We previously read about the Black Ops Biomask:

Now let’s take that biomask news to the next, logical level.  Specially trained soldiers get their brown eyes burned blue.  The biomask gives them a whole new face.  Fingerprints are replaced.  Previous DNA records are erased.

You now have a whole new identity mask for and old body that now becomes an anonymous killing machine.  An old body you trained and made into a killer becomes something new, but never innocuous, that you can send into the world, undercover in a civilian visage, to do your Black Ops work in the open without repercussion.  If the soldier gets identified, bring in the biomask to reconstruct a whole new face and recycle the old body again into the wilds.

Now we have breaking news that biocompatible polymers are a bridge — a “scaffold,” really — to attaching regenerating dead human nerves to inanimate prosthetics. The idea of this new bio-bridge is keen to help recreate the body part, but it makes me wonder why the military is always the standard bearer for new human healing inventions. Are they interested in fixing the wounded, or in just creating a super-able-bodied soldier from scratch?
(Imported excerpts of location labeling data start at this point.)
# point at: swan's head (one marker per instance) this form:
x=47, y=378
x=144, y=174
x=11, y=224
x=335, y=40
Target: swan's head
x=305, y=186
The body’s own nerves are arguably the biggest barrier towards turning the dream of lifelike replacements into a reality. Peripheral nerves, severed by amputation, can no longer transmit or receive any of the myriad sensory signals we rely on every day. Trying to fuse them with robot limbs, to create a direct neural-prosthetic interface, is no easy task.

But now a team of scientists believe they’ve overcome that massive barrier. Their research is still in the early stages. But if successful, it’d yield artificial arms and legs that can move with agility; discern hot from lukewarm from freezing; and restore even the subtlest sensations of touch.

Should we celebrate these medical/military advances, or be cautious of them?  I know it sounds harsh, but once the military is done bludgeoning a body, it has no real further use for that soldier as our over-crowded, and closing, Veterans Hospitals testify to every day.

Does the military want to heal these soldiers in order to return them to active duty? Is the goal to make them whole, or better than they were? Are we compromising our fighting line by merely repairing bodies without fully putting the minds back together, too?

2 Comments

  1. That’s what I’m thinking. These innovations aren’t actually for the wounded bodies, they’re ultimately for enhancing the ordinary soldier.